Artigo

O sonho do gado

Uma rês dormiu e sonhou com um mundo melhor para a espécie bovina. Mesmo se não chovesse, um sistema de irrigação seria acionado, mantendo diariamente as pastagens verdejantes, de modo a não faltar alimentação, nem água para o rebanho do mundo inteiro.

Não eram obrigados a ganhar peso, podendo até exercer o seu controle, livrando-se assim da pressão alta, das diabetes e do distúrbio cardiovascular. As febres aftosa e brucelose já tinham sido erradicadas.

Havia para eles clinicas especializada contra todos os tipos de doenças, inclusive, com tratamento médico-veterinário preventivo. A sociedade consumia somente carne de soja. O teor nutritivo desse grão, largamente divulgado, caiu no hábito do povo, substituindo totalmente o consumo de carne bovina. A única finalidade da espécie era produzir leite e seus derivados, enquanto vivos; couro e osso e seus derivados, depois de mortos. O tempo de vida dependia da resistência genética de cada rês, que o passava livre no pasto, comendo, bebendo e procriando, sem a preocupação com os vexames do confinamento nem com o horror infame do abate. Nenhuma rês nascia com o estigma do chifre sobre a cabeça. O chifre só começava a nascer, depois de constatada a traição e se o traído não se separasse do traidor, sendo este condenado à morte, sem os benefícios da aplicação de anestésicos.
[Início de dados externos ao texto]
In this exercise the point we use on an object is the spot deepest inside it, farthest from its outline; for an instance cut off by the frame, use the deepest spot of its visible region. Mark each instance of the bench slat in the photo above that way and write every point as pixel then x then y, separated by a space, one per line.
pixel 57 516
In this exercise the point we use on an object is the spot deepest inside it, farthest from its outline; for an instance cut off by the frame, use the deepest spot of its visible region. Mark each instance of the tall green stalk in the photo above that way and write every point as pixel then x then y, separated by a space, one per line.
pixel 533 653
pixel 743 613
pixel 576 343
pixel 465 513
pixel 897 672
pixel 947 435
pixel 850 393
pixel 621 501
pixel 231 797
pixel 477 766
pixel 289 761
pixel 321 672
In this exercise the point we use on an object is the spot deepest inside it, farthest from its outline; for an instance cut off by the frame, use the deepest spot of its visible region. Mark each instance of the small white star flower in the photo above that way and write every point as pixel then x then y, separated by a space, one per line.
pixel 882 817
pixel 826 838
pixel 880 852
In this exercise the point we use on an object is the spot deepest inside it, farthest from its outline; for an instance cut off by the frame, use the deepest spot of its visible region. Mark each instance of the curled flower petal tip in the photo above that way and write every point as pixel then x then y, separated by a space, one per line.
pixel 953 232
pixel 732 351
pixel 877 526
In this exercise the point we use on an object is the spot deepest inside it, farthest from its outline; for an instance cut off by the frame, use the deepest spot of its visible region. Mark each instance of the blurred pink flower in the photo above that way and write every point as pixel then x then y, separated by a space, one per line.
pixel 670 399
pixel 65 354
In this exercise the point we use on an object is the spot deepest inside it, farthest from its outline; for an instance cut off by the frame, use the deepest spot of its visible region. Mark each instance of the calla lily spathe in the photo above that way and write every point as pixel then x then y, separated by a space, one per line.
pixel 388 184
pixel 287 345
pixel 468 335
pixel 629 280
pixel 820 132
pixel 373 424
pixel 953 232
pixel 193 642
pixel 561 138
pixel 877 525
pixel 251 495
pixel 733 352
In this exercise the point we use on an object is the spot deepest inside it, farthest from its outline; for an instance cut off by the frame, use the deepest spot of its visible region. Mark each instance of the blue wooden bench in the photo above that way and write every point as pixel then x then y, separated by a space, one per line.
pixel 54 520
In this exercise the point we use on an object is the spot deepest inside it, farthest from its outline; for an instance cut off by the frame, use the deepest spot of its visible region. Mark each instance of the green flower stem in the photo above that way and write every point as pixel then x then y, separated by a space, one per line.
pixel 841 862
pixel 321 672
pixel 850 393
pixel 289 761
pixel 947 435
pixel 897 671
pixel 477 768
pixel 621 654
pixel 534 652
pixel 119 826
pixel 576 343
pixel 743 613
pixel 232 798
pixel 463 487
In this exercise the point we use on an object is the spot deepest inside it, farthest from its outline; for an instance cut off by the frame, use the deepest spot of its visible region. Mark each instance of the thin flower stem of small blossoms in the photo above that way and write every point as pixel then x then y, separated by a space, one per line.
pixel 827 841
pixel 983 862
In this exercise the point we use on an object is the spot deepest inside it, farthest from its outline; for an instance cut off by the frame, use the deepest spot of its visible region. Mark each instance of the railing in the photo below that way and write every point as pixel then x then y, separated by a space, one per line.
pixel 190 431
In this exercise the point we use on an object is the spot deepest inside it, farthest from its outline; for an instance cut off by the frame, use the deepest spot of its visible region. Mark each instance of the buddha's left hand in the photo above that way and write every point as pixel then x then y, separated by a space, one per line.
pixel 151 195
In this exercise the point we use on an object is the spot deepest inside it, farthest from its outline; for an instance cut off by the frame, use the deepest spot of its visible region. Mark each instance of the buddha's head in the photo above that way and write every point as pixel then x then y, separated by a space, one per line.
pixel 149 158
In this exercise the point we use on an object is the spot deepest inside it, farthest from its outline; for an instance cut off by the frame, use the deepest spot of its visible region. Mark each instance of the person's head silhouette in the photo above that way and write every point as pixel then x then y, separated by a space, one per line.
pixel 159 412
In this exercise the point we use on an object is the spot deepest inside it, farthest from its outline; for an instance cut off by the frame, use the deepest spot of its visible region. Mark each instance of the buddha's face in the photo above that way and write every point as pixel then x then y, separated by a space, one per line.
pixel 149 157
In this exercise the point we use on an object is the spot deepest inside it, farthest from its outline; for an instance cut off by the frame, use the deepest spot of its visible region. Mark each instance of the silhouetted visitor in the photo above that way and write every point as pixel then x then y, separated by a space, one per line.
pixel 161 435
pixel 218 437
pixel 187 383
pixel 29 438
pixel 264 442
As reses idosas tinha filas especificas e únicas, através da qual eram atendidas, com a seguinte observação ¨atendimento somente para maiores de 65 anos”. Havia também albergue para as reses da boa idade, que não tinham quem cuidasse delas, onde o tratamento e as acomodações eram compatíveis com as suas reais necessidades.

Quando estava se reunindo com mais de três bilhões de reses, na maior concentração bovina do mundo, a fim de comemorar a conquista de tantos direitos, acordou para viver o pesadelo do confinamento e o terror infame do abate, que ainda era a sua dura realidade. (+) O autor é cronista e advogado militante.